Avoid complicated template metaprogramming where possible. It has its places but
should be used judiciously.
When designing a new API (for use either by library users or just internally)
try writing out the calling code first. That is, write out some code calling
your idealized API, then just implement that API. This can often help avoid
cut-and-paste by creating the correct abstractions needed to solve the problem
at hand.
The C++11 ``auto`` keyword is very convenient but only use it when the type
truly is obvious (considering also the potential for unexpected integer
conversions and the like, such as an apparent uint8_t being promoted to an int).

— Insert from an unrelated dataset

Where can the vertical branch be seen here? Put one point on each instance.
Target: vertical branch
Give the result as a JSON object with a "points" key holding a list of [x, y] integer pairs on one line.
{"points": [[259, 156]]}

If a variable is defined and not modified, declare it ``const``. Some exception
for very short-lived variables, but generally speaking being able to read the
declaration and know it will not be modified is useful.
Use ``override`` annotations whenever overriding a virtual function. If
introducing a new type that is not intended for derivation, mark it ``final``.
Avoid explicit ``delete`` - use RAII.
Use ``m_`` prefix on all member variables.
For formatting, there are configs for emacs and astyle in ``src/configs``.
No tabs, and remove trailing whitespace.
Prefer using braces on both sides of if/else blocks, even if only using a single
statement. The current code doesn't always do this.
Avoid ``using namespace`` declarations, even inside of single functions. One
allowed exception is ``using namespace std::placeholders`` in functions which
use ``std::bind``. (But, don't use ``std::bind`` - use a lambda instead).
Use ``::`` to explicitly refer to the global namespace (eg, when calling an OS
or external library function like ``::select`` or ``::sqlite3_open``).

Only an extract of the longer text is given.